Review Buku Perempuan-perempuan Perkasa: di Jawa Abad XVIII-XIX

 

Dokumentasi Pribadi

Penulis: Peter Carey & Vincent Houben

Genre: Sejarah

Penerbit: KPG (Kepustakaan Populer Gramedia), 2016

Jumlah Halaman: 114 Halaman

Perempuan dalam tradisi masyarakat Jawa dipandang sebagai konco wingking. Yang mana tugas pokoknya hanya mengurusi sumur, dapur, dan kasur. Perempuan sebagai produk budaya diharapkan dapat menyenangkan, menghibur, serta melayani suami. Istilah ini, menempatkan perempuan dalam posisi ruang domestik  dan hanya menjadi pelengkap bagi kaum laki-laki. Prinsip yang tumbuh subur di masyarakat Jawa salah satunya,  “suwarga nunut, neraka katut” perempuan mengikuti nasib suami, baik atau buruk.

Sejak kapan perempuan menghadapi diskriminasi ini? Peter Carey menemukan representasi perempuan dalam karya  J.B. Ruzius berjudul Heilig Indie tahun 1905 sebagai sosok Raden Ayu yang cantik namun berkepala kosong. Di era kolonial, daerah Timur menjadi surga hiburan untuk memuaskan hasrat seksual para penjajah. Mereka sering kali mewajarkan perilaku eksploitasi ekonomi, kekerasan, dan pelanggaran moral dengan memposisikan diri mereka sebagai pembawa peradaban.


                                                  Seragam Prajurit Langenkusuma, Pameran Keraton Yogyakarta. 
                                                                                   Dokumentasi Pribadi

Bagaimana masyarakat Jawa memandang peran perempuan? Perempuan dalam budaya Jawa punya peran terhormat dan sangat dihargai di tengah masyarakat majemuk.  Perempuan dalam bingkai pewayangan Jawa digambarkan sebagai sosok yang berani, kuat dan sakti. Misalnya, Dewi Woro Srikandi, pemanah ulung yang menjadi penjaga keamanan kerajaan Madukara, milik Pandawa. Di kemudian hari,  Srikandi digunakan sebagai simbol kekuatan perempuan dalam berbagai bidang. Dalam tatanan sosial, Keraton Yogyakarta dan Mangkunegaran memiliki prajurit estri (prajurit perempuan) yang bertugas menjaga keamanan, menyusun strategi perang, dan piawai dalam menggunakan senjata tajam.

Sekitar tahun 1900-an saat teknik batik cap ditemukan, Laweyan menjadi salah satu episentrum industri  batik di Surakarta.
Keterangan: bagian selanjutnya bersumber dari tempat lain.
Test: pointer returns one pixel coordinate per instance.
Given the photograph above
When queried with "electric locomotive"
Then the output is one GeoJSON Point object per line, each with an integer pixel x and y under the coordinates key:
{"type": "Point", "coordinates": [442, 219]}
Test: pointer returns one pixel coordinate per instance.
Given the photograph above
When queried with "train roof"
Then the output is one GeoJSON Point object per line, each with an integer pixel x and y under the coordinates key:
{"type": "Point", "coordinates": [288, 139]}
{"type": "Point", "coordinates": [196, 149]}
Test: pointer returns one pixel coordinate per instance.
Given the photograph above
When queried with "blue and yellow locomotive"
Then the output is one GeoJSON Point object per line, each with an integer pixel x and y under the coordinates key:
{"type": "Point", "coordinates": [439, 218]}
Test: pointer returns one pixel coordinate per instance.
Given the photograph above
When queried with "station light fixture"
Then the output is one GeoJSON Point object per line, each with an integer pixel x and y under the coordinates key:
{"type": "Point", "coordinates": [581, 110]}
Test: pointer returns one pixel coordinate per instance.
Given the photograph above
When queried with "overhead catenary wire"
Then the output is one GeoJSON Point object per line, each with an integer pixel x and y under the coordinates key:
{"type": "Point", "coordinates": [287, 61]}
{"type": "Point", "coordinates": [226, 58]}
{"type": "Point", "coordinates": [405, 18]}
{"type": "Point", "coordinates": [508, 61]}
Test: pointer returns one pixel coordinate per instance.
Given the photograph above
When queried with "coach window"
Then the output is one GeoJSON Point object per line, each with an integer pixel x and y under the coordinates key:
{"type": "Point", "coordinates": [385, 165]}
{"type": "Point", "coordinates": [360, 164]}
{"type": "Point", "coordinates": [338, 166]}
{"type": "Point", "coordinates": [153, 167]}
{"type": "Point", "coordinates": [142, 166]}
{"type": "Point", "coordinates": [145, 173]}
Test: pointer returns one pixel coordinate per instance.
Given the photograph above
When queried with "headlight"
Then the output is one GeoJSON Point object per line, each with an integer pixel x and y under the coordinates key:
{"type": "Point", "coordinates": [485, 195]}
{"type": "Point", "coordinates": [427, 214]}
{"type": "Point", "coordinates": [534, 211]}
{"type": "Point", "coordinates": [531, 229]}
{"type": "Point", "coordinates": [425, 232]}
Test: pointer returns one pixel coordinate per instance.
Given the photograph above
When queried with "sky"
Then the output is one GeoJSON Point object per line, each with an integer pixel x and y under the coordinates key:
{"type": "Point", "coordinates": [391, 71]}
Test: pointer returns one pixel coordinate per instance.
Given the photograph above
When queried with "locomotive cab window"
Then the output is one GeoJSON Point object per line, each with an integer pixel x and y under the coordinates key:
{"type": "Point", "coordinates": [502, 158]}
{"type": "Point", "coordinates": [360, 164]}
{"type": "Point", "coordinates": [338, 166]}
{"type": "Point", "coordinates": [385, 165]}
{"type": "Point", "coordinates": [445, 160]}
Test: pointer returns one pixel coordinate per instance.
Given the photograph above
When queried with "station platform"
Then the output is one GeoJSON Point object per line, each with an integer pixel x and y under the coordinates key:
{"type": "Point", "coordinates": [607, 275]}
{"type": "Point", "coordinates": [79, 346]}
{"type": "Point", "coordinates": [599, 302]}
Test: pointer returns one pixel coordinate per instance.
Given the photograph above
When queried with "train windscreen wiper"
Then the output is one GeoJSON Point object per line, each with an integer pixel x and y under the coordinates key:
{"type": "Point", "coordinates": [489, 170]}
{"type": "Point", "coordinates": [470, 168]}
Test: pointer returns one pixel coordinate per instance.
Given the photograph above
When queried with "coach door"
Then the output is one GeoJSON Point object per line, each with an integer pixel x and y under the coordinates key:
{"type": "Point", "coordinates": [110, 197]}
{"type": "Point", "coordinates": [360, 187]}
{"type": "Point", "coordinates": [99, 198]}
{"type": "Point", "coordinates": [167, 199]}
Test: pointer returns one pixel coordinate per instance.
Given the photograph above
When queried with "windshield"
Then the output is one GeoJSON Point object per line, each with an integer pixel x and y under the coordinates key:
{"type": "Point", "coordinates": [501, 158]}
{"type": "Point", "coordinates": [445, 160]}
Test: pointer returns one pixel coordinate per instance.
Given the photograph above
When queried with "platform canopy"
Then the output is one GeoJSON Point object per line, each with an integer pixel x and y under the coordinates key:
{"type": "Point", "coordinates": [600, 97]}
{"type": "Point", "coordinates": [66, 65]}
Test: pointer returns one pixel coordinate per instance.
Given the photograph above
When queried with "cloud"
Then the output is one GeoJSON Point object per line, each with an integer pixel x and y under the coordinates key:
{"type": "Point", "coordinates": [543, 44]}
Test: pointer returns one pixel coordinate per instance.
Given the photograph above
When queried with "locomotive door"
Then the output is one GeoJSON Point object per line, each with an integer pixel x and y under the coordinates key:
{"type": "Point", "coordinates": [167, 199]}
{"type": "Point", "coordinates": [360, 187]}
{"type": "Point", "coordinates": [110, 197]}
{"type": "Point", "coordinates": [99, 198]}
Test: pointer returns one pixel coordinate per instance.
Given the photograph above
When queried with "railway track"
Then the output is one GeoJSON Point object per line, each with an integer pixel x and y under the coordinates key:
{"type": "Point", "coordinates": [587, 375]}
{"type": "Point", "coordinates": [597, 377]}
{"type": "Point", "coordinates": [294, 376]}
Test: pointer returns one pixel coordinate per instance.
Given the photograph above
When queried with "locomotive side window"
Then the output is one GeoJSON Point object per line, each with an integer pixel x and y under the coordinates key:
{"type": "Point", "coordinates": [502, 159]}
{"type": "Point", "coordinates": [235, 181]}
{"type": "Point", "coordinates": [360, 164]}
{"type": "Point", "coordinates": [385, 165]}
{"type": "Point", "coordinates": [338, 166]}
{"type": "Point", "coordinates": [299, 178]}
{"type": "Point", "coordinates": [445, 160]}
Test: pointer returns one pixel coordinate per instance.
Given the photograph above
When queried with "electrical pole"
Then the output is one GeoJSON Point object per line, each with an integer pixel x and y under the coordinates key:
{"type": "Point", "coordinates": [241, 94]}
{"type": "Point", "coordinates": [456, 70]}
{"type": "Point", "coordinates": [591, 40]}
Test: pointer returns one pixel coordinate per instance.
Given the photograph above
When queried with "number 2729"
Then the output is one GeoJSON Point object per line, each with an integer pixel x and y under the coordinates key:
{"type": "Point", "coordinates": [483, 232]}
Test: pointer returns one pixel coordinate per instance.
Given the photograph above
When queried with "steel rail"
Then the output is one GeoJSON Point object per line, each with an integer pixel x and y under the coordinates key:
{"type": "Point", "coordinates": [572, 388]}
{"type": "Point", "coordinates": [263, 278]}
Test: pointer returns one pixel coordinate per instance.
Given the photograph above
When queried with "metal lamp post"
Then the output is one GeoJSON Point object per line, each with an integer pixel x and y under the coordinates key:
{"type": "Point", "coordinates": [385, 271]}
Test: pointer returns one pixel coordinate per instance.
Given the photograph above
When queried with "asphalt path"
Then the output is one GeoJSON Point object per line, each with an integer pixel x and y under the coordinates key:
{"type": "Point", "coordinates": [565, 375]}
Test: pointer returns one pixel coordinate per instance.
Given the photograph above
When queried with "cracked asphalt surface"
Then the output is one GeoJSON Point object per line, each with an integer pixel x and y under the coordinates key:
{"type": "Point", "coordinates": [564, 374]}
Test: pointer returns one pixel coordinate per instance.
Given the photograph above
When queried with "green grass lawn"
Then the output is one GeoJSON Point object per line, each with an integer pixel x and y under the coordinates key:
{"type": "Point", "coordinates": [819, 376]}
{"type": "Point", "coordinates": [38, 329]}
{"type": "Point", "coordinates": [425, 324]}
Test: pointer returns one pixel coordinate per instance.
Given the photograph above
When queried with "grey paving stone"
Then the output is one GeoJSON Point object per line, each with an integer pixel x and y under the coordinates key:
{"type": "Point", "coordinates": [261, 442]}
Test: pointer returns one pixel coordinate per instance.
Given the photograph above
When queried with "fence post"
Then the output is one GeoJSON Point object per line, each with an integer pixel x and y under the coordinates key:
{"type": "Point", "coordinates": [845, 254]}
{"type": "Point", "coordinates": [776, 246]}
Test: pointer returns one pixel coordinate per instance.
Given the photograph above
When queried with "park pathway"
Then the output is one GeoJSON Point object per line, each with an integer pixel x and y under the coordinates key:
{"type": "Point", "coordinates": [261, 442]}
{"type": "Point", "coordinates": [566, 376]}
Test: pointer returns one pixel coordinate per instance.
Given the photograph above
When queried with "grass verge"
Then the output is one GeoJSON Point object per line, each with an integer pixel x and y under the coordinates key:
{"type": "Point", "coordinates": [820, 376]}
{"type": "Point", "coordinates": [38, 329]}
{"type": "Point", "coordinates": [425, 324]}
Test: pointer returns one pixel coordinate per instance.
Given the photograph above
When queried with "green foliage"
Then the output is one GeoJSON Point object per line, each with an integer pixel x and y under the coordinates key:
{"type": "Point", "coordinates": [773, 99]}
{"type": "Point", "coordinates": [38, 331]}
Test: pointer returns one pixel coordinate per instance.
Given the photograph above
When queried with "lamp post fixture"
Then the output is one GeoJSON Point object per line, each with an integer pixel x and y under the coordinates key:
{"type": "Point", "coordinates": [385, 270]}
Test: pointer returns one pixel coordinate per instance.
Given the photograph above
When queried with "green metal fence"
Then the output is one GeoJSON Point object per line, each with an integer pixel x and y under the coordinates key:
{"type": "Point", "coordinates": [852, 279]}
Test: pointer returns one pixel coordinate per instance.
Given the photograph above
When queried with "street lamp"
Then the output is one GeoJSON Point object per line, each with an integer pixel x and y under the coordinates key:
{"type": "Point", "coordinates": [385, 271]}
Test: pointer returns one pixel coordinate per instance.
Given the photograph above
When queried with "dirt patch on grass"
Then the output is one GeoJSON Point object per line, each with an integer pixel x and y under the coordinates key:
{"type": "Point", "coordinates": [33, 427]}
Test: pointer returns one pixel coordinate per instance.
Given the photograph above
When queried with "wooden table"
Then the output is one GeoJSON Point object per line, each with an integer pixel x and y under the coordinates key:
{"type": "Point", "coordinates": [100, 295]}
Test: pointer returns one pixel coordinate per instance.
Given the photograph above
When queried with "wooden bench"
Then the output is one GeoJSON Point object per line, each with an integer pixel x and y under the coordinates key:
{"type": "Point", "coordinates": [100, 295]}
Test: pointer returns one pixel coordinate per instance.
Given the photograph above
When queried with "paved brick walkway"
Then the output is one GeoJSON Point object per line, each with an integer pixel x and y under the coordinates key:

Perdagangan batik yang kala itu masih menggunakan moda transportasi perahu dipimpin para perempuan yang disebut Mbok Mase. Berkat kiprah Mbok Mase, laweyan menjadi salah satu kawasan industri  batik terkenal dan bersaing dengan Pekalongan dan Yogyakarta. Dalam buku ini, perempuan Jawa memiliki kedudukan sebagai pengabsah wangsa. Istilah ini dimaknai perempuan ikut menciptakan perubahan dunia.

Melalui berbagai literatur dan temuan sejarah, Peter Carey mencoba mengajak kita untuk memahami bahwa stigma gender bukan budaya bangsa Indonesia. Perempuan juga punya peran krusial dan andil dalam pengambilan keputusan di ruang publik. Mengingat buku ditulis oleh sejarawan anggapan akan banyak istilah-istilah ilmiah ternyata salah. Buku ini terkesan tipis karena hanya 114 halaman, namun penjelasannya padat dan mudah dipahami. Dan yang lebih istimewa lagi, setiap dicetak ulang penulis berdedikasi untuk menuliskan prakata sesuai konteks kejadian di masa kini. Sehingga buku ini relevan dibaca dari masa ke masa dan berhasil menembus ruang dan waktu.